President Bush touted his proposals to rein in health care costs on Tuesday, portraying his election-year approach as a means to create jobs amid the Democratic clamor over disappearing jobs.

Bush also used a town-hall appearance with small business owners to put a human face on his tax cuts for the wealthiest — the area of tax policy where he differs with Democratic rival John Kerry.

In his "conversation on health care," Bush did not mention the estimated 43 million Americans who have no health coverage. He focused on business owners who struggle to provide health insurance to their workers, framing the health insurance issue primarily as one that affects unemployment.

"What we're interested in is a market working so people can hire people, that's what we want," Bush said. "That's the public policy ramification of good health care insurance."

The president surrounded himself with five small business owners, the latest in a series of "conversations" choreographed by the White House to provide a person-on-the-street echo for Bush's policies. Tuesday's event was hosted by the U.S. Chamber of Commerce (search), a group traditionally friendly to Republicans.

Each of the five described the difficulties in providing health coverage to workers, and then praised various ideas Bush has promoted for lowering the costs of health care.

"I have been a big advocate of the associated health plans," said Patty Orzano, the owner of a Seven-Eleven franchise in Massapequa, N.Y. "I implore you, Mr. President, to bang heads of those people in the Senate" to approve the plans, which allow small businesses to band together and negotiate better health-insurance rates.
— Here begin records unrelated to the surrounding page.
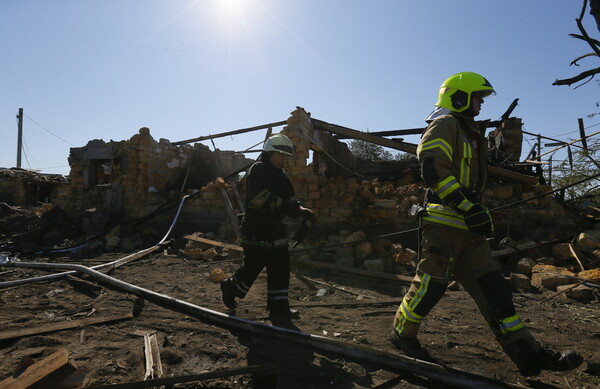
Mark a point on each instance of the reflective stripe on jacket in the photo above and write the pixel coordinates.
(453, 155)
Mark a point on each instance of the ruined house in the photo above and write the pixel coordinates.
(125, 194)
(27, 188)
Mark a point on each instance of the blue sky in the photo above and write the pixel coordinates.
(94, 69)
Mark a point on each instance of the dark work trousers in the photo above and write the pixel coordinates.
(277, 261)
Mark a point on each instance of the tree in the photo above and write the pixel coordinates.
(593, 43)
(584, 164)
(373, 152)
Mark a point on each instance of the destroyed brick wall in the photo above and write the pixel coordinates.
(128, 180)
(507, 141)
(27, 188)
(139, 178)
(364, 203)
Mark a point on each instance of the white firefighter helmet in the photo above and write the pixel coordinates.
(279, 143)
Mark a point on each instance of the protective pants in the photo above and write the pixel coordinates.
(277, 261)
(454, 253)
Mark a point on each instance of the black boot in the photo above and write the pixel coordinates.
(228, 294)
(532, 360)
(410, 346)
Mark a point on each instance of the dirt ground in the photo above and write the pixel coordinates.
(454, 333)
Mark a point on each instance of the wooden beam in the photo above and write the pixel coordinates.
(168, 381)
(385, 360)
(370, 303)
(67, 325)
(412, 148)
(230, 247)
(513, 176)
(36, 372)
(235, 132)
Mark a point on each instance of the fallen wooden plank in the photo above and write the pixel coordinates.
(576, 256)
(384, 360)
(496, 254)
(229, 133)
(347, 303)
(36, 372)
(67, 325)
(266, 369)
(231, 247)
(110, 265)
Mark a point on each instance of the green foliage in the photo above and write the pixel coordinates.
(585, 164)
(371, 152)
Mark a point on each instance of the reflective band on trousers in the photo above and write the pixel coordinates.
(408, 308)
(265, 243)
(446, 187)
(277, 294)
(465, 168)
(511, 324)
(442, 214)
(439, 142)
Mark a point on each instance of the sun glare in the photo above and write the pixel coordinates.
(233, 8)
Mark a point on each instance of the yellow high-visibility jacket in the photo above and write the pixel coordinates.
(453, 154)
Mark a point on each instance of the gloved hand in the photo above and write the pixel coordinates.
(478, 220)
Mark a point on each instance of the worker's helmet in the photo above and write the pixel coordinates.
(455, 93)
(279, 143)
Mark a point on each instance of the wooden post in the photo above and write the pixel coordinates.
(582, 134)
(20, 137)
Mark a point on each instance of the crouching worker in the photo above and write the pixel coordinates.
(453, 157)
(269, 198)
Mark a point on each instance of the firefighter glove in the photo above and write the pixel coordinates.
(478, 220)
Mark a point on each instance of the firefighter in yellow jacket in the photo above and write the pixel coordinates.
(453, 158)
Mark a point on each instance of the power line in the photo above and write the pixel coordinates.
(48, 131)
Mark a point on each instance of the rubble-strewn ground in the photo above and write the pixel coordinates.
(454, 333)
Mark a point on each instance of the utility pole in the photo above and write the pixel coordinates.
(20, 137)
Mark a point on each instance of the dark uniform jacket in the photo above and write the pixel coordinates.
(269, 194)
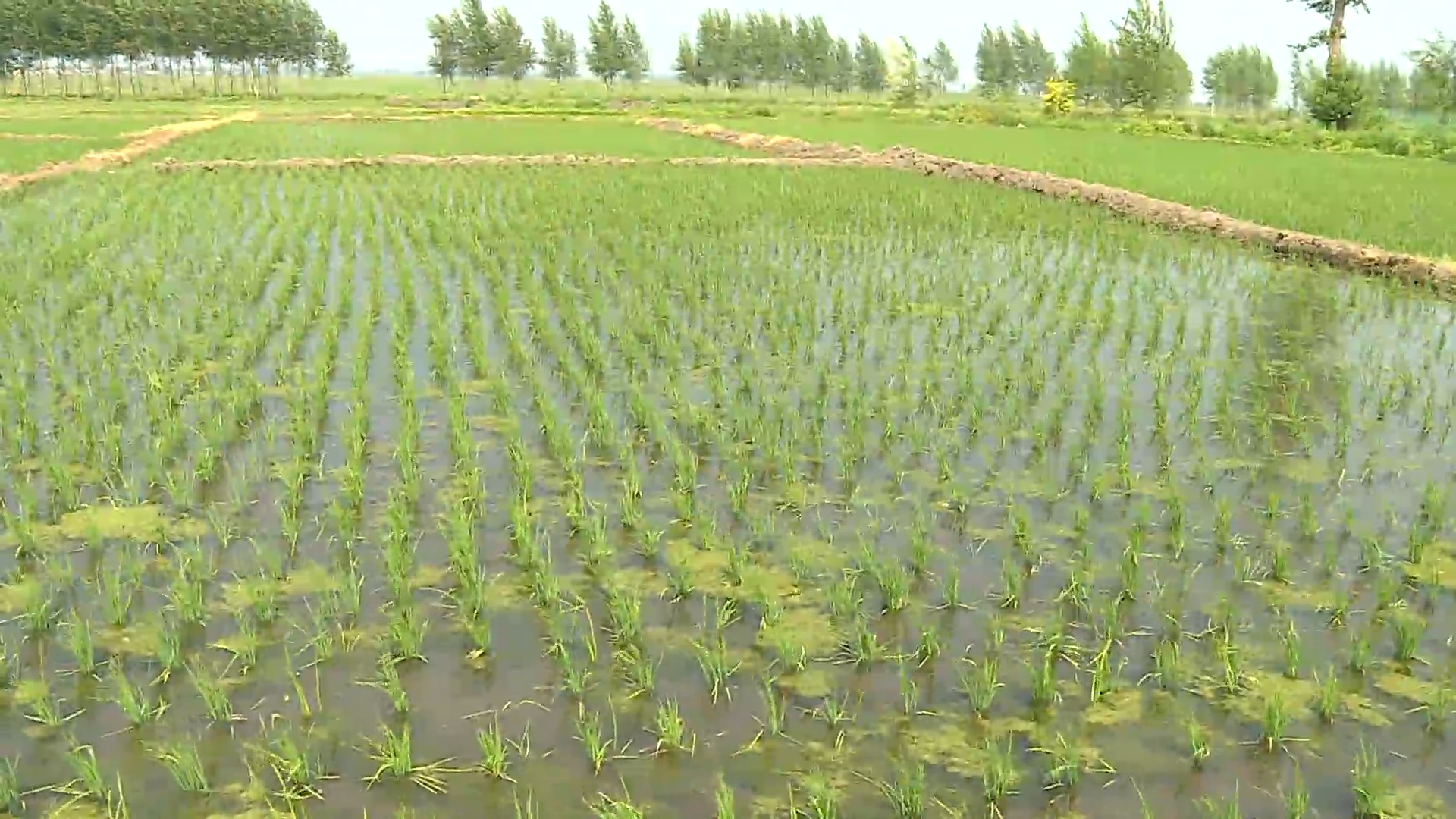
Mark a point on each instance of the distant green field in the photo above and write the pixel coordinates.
(438, 137)
(1391, 203)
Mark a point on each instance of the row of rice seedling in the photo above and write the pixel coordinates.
(440, 137)
(748, 491)
(1388, 203)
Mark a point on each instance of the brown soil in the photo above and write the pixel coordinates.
(1337, 253)
(143, 143)
(171, 165)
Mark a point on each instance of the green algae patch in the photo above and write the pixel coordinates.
(946, 745)
(1119, 707)
(146, 523)
(802, 627)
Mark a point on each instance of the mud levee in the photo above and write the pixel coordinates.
(561, 159)
(1335, 253)
(142, 143)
Association health plans are a cornerstone of Bush's health agenda. A fierce battle in the Republican-controlled Congress has prevented lawmakers from sending Bush a bill. Many states and national insurance companies oppose them.
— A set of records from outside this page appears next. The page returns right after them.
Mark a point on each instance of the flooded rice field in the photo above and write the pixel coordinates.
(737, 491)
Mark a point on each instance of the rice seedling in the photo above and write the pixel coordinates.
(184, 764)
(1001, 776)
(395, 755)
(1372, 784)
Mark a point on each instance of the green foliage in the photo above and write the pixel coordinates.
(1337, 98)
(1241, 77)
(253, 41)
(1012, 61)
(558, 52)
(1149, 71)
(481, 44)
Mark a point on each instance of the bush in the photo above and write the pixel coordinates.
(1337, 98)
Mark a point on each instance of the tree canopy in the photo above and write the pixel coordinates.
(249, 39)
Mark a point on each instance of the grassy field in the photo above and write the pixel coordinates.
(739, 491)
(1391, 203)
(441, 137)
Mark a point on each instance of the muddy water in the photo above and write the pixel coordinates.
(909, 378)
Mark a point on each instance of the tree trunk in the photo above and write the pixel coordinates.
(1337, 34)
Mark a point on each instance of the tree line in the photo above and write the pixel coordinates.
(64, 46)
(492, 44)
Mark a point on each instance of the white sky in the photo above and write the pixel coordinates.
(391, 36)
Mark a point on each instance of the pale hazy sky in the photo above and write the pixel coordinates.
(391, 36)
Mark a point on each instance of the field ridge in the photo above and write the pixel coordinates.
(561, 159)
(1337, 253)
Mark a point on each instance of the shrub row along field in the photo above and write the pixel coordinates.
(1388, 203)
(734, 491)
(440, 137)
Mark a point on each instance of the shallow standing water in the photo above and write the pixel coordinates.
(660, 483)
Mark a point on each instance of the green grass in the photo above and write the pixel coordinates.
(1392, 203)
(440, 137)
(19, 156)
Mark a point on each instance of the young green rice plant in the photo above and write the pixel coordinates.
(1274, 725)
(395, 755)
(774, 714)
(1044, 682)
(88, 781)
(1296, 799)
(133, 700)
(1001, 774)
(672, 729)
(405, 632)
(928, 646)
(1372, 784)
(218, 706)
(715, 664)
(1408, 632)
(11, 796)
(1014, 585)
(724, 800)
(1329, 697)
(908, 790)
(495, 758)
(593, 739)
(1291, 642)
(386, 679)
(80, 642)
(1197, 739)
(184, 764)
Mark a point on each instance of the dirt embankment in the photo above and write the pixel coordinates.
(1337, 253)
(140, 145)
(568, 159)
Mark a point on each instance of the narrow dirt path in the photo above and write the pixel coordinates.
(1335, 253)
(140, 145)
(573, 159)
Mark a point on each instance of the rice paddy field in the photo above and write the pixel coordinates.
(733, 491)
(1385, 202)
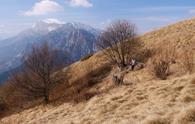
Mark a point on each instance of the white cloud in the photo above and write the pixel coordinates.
(52, 20)
(43, 7)
(156, 19)
(80, 3)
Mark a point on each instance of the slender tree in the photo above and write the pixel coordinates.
(36, 78)
(118, 41)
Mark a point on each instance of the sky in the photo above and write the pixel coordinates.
(17, 15)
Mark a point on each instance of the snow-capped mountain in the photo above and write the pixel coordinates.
(76, 39)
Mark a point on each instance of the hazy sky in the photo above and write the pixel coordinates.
(16, 15)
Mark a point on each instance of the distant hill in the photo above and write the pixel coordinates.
(143, 99)
(74, 39)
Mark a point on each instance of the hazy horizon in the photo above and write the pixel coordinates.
(147, 15)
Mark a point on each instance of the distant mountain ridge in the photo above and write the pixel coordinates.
(74, 39)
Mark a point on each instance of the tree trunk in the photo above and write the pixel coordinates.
(46, 99)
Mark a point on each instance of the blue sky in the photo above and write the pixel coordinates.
(16, 15)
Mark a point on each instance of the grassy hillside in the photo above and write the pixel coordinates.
(142, 99)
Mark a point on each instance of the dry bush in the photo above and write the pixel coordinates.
(161, 69)
(36, 79)
(186, 116)
(118, 42)
(156, 120)
(187, 60)
(161, 62)
(144, 54)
Sandy Calohan, the president of Carolina Paper & Builders Inc. (search), of Charlotte, N.C., said health savings accounts had sliced her monthly health premiums in half.

Bush argues that health savings accounts (search) are a good way for people to control their health care costs. The accounts, approved as part of last year's Medicare bill and offered by a growing number of insurance companies, allow people to save tax-free to pay for their routine health care needs.

Critics, including Kerry, say they primarily benefit healthy, wealthy Americans while doing little to expand coverage.

Calohan and several others in Bush's "conversation on health care" said health savings accounts had helped them keep workers on the insurance rolls.

When Bush asked Calohan whether her firm planned to hire any new workers this year, she said she hoped so.

"Me too," Bush said, alluding to unemployment — an issue on which his campaign for re-election could hinge.

More than 2 million jobs have been lost since Bush took office in January 2001.

Bush also wants to expand the number of community health centers in America, facilities that can treat people less expensively than emergency rooms; and cap at $250,000 noneconomic damages on medical liability awards (search).

After each of his five participants spoke, Bush went out of his way to note that their firms are organized as partnerships or businesses that generally don't pay corporate taxes. Income flows through the business to the partners or shareholders, who report it as individual income.

Bush has tried to portray Kerry as determined to raise taxes. Both men want to make permanent several tax cuts due to expire at the end of this year. But Kerry would roll back tax cuts for Americans who earn more than $200,000 a year.